PCS Passport workers on strike in Belfast, photo Peter Hadden
All Public and Commercial Services union (PCS) members working in the civil service and related pay areas - some 270,000 workers - are being balloted for national action over the government's pay restraint policies.
PCS members are affected harshly by the government's 2% pay limit, as our progression payments to the rate for the job are not funded separately. Everything has to come out of the 2%.
This is at a time when prices are soaring and even the inflation figure the government uses, CPI, has risen to 4.7%. All this means is a pay cut for us.
We have already taken five days of industrial action since December in the Department for Work and Pensions, following the imposition of a three-year pay offer, as we are so angry about our poor pay levels, with many not even getting a pay rise this year.
Others have also taken action over their pay offers - coastguards, driving examiners, DVLA, passport service.

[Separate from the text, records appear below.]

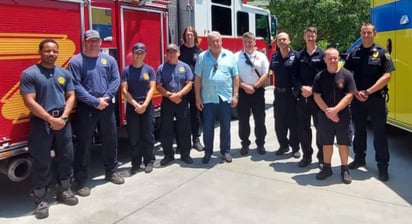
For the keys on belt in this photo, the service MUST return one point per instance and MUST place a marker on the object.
(56, 112)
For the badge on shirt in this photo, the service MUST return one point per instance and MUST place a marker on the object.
(340, 83)
(146, 76)
(61, 80)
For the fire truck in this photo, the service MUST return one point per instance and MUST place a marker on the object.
(392, 20)
(121, 23)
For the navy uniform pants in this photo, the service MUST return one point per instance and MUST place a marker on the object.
(140, 130)
(169, 112)
(41, 140)
(306, 109)
(255, 104)
(87, 120)
(286, 120)
(374, 109)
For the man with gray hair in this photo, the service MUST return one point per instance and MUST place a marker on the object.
(216, 91)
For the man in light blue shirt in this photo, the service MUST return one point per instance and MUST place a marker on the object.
(216, 91)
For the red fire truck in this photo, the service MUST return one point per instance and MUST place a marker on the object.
(121, 23)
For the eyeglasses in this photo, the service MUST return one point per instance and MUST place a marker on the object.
(215, 67)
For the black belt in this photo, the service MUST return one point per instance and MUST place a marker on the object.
(56, 112)
(283, 90)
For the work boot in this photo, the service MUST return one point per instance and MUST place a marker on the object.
(42, 207)
(325, 172)
(197, 145)
(346, 178)
(65, 195)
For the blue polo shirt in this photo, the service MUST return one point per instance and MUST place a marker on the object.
(49, 85)
(174, 77)
(138, 80)
(94, 77)
(216, 76)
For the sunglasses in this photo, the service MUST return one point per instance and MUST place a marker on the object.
(215, 67)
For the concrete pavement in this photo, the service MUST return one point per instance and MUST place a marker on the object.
(252, 189)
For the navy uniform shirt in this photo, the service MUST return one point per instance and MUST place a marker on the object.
(94, 77)
(368, 65)
(138, 80)
(49, 85)
(309, 66)
(174, 77)
(285, 69)
(333, 87)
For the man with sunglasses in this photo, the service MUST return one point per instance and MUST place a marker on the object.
(253, 71)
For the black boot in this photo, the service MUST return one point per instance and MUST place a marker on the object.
(344, 172)
(42, 207)
(65, 195)
(325, 172)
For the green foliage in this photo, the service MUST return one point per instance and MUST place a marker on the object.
(338, 21)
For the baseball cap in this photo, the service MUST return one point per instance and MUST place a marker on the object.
(139, 47)
(172, 47)
(91, 34)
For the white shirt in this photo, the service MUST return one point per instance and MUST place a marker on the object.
(247, 74)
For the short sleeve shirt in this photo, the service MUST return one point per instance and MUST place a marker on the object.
(174, 77)
(333, 87)
(138, 80)
(216, 75)
(49, 85)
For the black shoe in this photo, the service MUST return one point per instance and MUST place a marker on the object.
(206, 158)
(134, 170)
(261, 150)
(296, 154)
(42, 210)
(244, 150)
(148, 168)
(197, 145)
(115, 178)
(187, 159)
(325, 172)
(282, 151)
(304, 162)
(383, 176)
(355, 164)
(346, 178)
(67, 197)
(166, 160)
(227, 157)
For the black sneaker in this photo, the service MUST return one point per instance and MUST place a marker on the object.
(304, 162)
(67, 197)
(261, 150)
(206, 158)
(187, 159)
(198, 146)
(115, 178)
(244, 150)
(148, 168)
(42, 210)
(166, 160)
(282, 151)
(355, 164)
(346, 178)
(324, 173)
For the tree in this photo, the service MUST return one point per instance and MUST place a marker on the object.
(337, 21)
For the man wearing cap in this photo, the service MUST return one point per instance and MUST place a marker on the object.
(96, 79)
(216, 91)
(174, 81)
(138, 85)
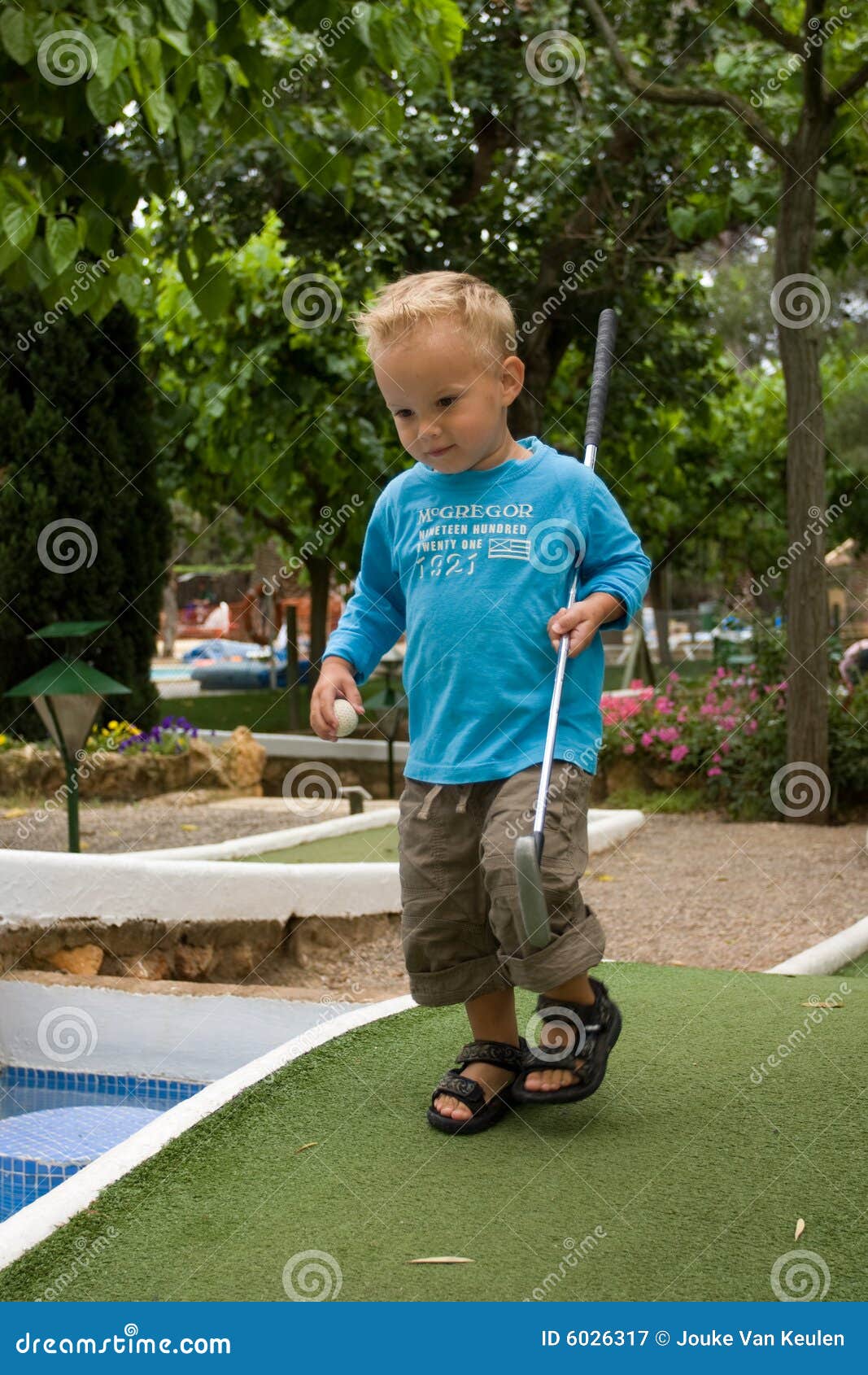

If the government really wanted to address waste then it should return to civil service national pay bargaining, rather than there being 150 different bargaining units all negotiating at different times about the same treasury pay remit.
We highlighted the problems with the public-sector pay restraint at the TUC with delegates filling in cards illustrating our worries. They are faced with basic problems such as reluctance to put the heating on when winter comes because of the soaring fuel bills, getting essential repairs done in the home, paying vets bills and how to afford the weekly shopping.
As this government is supposed to be ending child poverty, it needs to do something about the poverty of children living in working households. Attacks on our pay in the public sector are only going to make this worse. It is about time the government paid more attention to addressing the tax system that allows the rich to avoid paying £25 billion in tax every year.
At the same time as our pay is being kept down, we are dealing with the human consequences of the downturn in the economy. Unemployment is rising and we are struggling to provide a good service to the public, with lack of staff and no room to expand.
Offices were cut since the last recession, with the merger of the jobcentres and social security offices into Jobcentre Plus. A number of Jobcentres are also currently in a consultation period for the minister to decide on closure, as part of the DWP plan to shut 200 offices by 2011. With estimates that unemployment could reach two million by the end of the year, we are campaigning against office closures. We need every inch of space to provide a service to those workers suffering the consequences of the government's policies.